Folhas, o tio maluco e conhecido por muitos como “louco” e, muitas das vezes, tendo a sua sanidade mental questionada por muitos, mudou da água para o vinho. Antes de imigrar para Portugal, Folhas tinha uma vida bastante perigosa. Envolvia-se com delinquentes e más companhias. As suas outras irmãs sempre tiveram muitas dores de cabeça e temiam pela vida de Folhas constantemente. Este foi aconselhado a viver noutro país para sua segurança. Apesar de contrariado à partida, acabou por aceitar e mudar de país. Folhas era rebelde e gostava de contrariar as autoridades, mas por estar noutro país, sentiu-se na obrigação de respeitar. Com um estilo de linguagem único e com roupas peculiares, Folhas tinha grande facilidade em fazer amizades em todo lado. Trabalhou na construção civil durante muito tempo. Com o passar do tempo, mesmo não perdendo a essência divertida e brincalhona, Folhas já não era a mesma pessoa. Passou a ser o tio das tecnologias. Tudo o que precisassem ele tinha, era conhecido como o mestre das “gambiarras”. Aconselhava sempre os outros a aproveitarem a vida como deve de ser, tal como ele. Viveu com a família Dias durante anos, até que conseguiu a nacionalidade e encontrou um espaço para si, para ter tudo aquilo que sempre quis, uma casa cheia de bugigangas.

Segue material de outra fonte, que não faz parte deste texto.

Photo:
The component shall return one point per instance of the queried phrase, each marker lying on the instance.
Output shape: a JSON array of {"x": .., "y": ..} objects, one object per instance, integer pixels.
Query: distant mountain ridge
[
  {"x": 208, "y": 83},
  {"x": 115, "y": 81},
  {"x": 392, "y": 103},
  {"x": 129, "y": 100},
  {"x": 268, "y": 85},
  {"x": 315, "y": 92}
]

Chegamos ao fim da história da família Dias como imigrantes que venceram e amam Portugal. Uma história que não conta apenas factos soltos, mas sim, uma perspetiva de uma família que deixou tudo para trás para conseguir uma vida melhor. Esta é apenas uma história entre milhares de pessoas que saíram dos seus países de origem, onde muita vezes seria mais fácil ficar e gozar dos privilégios de ser o país natal. Sabemos que o mundo está cheio de preconceitos e ideias que têm de cair por terra. Muita vezes, estas pessoas são classificadas como aproveitadores e ladrões por estarem a ocupar um espaço que supostamente não lhes pertence. Todas famílias querem ser prósperas e todos nós somos seres humanos e temos sonhos. Quem partilha multiplica, e se acolhermos as pessoas que são diferentes e que sofrem, e partilharmos respeito, empatia e união, a paz mundial deixa de ser uma Utopia e passa a ser uma realidade alcançável.